🤖 AI Summary
This work addresses the challenge of monocular 3D object detection in real-world scenarios where camera intrinsics are unknown, making accurate recovery of 3D geometry from the image plane difficult. To this end, we propose MoCA3D, a category-agnostic monocular 3D detection model that eliminates the need for camera intrinsics at inference time by directly predicting 3D bounding box corners and their depths densely in the image plane via corner heatmaps and depth maps. Departing from conventional paradigms that lift 2D RoIs to 3D boxes, our method introduces pixel-aligned geometric constraints, enabling high-fidelity, intrinsic-agnostic 3D geometry prediction for the first time. We further propose the PAG metric to evaluate consistency between predicted corners and depths, achieving a 22.8% improvement on this metric while matching state-of-the-art 3D IoU performance, with model parameters reduced by up to 57×, significantly enhancing applicability in settings lacking camera calibration.
📝 Abstract
Monocular 3D object understanding has largely been cast as a 2D RoI-to-3D box lifting problem. However, emerging downstream applications require image-plane geometry (e.g., projected 3D box corners) which cannot be easily obtained without known intrinsics, a problem for object detection in the wild. We introduce MoCA3D, a Monocular, Class-Agnostic 3D model that predicts projected 3D bounding box corners and per-corner depths without requiring camera intrinsics at inference time. MoCA3D formulates pixel-space localization and depth assignment as dense prediction via corner heatmaps and depth maps.
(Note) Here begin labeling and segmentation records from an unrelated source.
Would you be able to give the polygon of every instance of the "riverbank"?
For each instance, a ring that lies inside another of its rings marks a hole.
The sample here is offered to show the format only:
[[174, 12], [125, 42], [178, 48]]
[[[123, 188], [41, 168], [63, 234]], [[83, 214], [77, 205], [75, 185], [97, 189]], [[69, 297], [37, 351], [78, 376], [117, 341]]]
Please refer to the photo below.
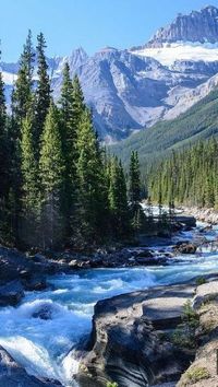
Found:
[[[81, 386], [215, 387], [218, 274], [100, 301]], [[182, 376], [181, 376], [182, 375]], [[93, 384], [94, 385], [94, 384]]]
[[191, 213], [197, 221], [214, 225], [218, 224], [218, 211], [215, 209], [182, 206], [180, 210], [186, 215]]
[[[5, 306], [0, 308], [2, 350], [7, 350], [22, 370], [34, 374], [44, 385], [56, 386], [58, 382], [52, 380], [59, 380], [62, 386], [69, 386], [78, 378], [81, 387], [106, 387], [107, 378], [118, 380], [114, 367], [120, 374], [119, 387], [146, 386], [146, 380], [149, 384], [174, 383], [195, 354], [195, 351], [180, 349], [178, 344], [172, 349], [167, 340], [161, 341], [168, 330], [174, 330], [175, 324], [181, 321], [180, 313], [187, 298], [184, 296], [186, 288], [179, 291], [175, 283], [183, 282], [181, 286], [192, 285], [195, 289], [198, 284], [187, 283], [187, 280], [197, 275], [197, 281], [203, 281], [205, 273], [218, 271], [218, 258], [213, 253], [216, 241], [217, 232], [203, 225], [192, 230], [185, 226], [171, 237], [146, 236], [142, 238], [141, 246], [117, 247], [92, 256], [76, 256], [71, 251], [29, 256], [1, 247], [0, 298], [1, 294], [15, 295], [15, 289], [5, 286], [12, 283], [17, 286], [17, 281], [23, 286], [16, 303], [14, 300], [7, 303], [4, 298]], [[36, 285], [41, 279], [46, 283]], [[3, 283], [5, 280], [7, 284]], [[19, 288], [16, 290], [20, 291]], [[162, 291], [166, 296], [161, 296]], [[112, 297], [108, 300], [108, 310], [101, 309], [106, 301], [99, 300], [107, 297]], [[110, 310], [111, 300], [114, 304]], [[142, 312], [146, 301], [147, 317]], [[96, 303], [96, 322], [88, 347], [84, 347], [92, 329]], [[161, 318], [150, 317], [155, 305], [158, 305]], [[164, 316], [165, 312], [170, 314], [166, 305], [172, 313], [168, 320]], [[157, 319], [164, 322], [158, 326]], [[106, 366], [110, 351], [114, 362]], [[131, 352], [132, 360], [123, 361], [123, 356], [130, 356]], [[80, 365], [81, 356], [84, 362]], [[140, 364], [142, 361], [140, 367], [137, 363], [135, 365], [136, 360]], [[157, 377], [158, 364], [161, 367]], [[167, 367], [167, 364], [173, 364], [173, 367]], [[8, 365], [4, 367], [8, 370]], [[148, 376], [147, 367], [150, 370]], [[125, 374], [128, 378], [124, 380]], [[29, 386], [24, 384], [22, 387]]]

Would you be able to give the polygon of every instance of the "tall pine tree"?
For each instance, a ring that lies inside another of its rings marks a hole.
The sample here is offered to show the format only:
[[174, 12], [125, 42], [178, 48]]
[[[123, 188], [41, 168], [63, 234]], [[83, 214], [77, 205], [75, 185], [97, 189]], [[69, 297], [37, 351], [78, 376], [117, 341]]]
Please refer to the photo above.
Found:
[[41, 138], [39, 160], [41, 184], [43, 246], [55, 247], [63, 242], [63, 192], [65, 165], [59, 125], [59, 112], [51, 102]]
[[37, 87], [36, 87], [36, 118], [35, 118], [35, 146], [36, 156], [39, 156], [39, 142], [46, 121], [46, 116], [50, 105], [50, 80], [48, 75], [48, 64], [46, 61], [46, 40], [44, 34], [37, 36]]
[[125, 177], [118, 157], [112, 157], [110, 163], [109, 208], [113, 236], [126, 238], [130, 236], [130, 210]]
[[39, 215], [38, 165], [34, 149], [34, 117], [29, 113], [23, 120], [21, 140], [22, 171], [22, 224], [21, 238], [28, 246], [37, 246], [37, 228]]
[[99, 244], [107, 207], [105, 169], [88, 109], [78, 126], [77, 152], [77, 237], [85, 247]]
To evaluate image-plane geometric fidelity, we propose Pixel-Aligned Geometry (PAG), which directly measures image-plane corner and depth consistency. Extensive experiments demonstrate that MoCA3D achieves state-of-the-art performance, improving image-plane corner PAG by 22.8% while remaining comparable on 3D IoU, using up to 57 times fewer trainable parameters. Finally, we apply MoCA3D to downstream tasks which were previously impractical under unknown intrinsics, highlighting its utility beyond standard baseline models.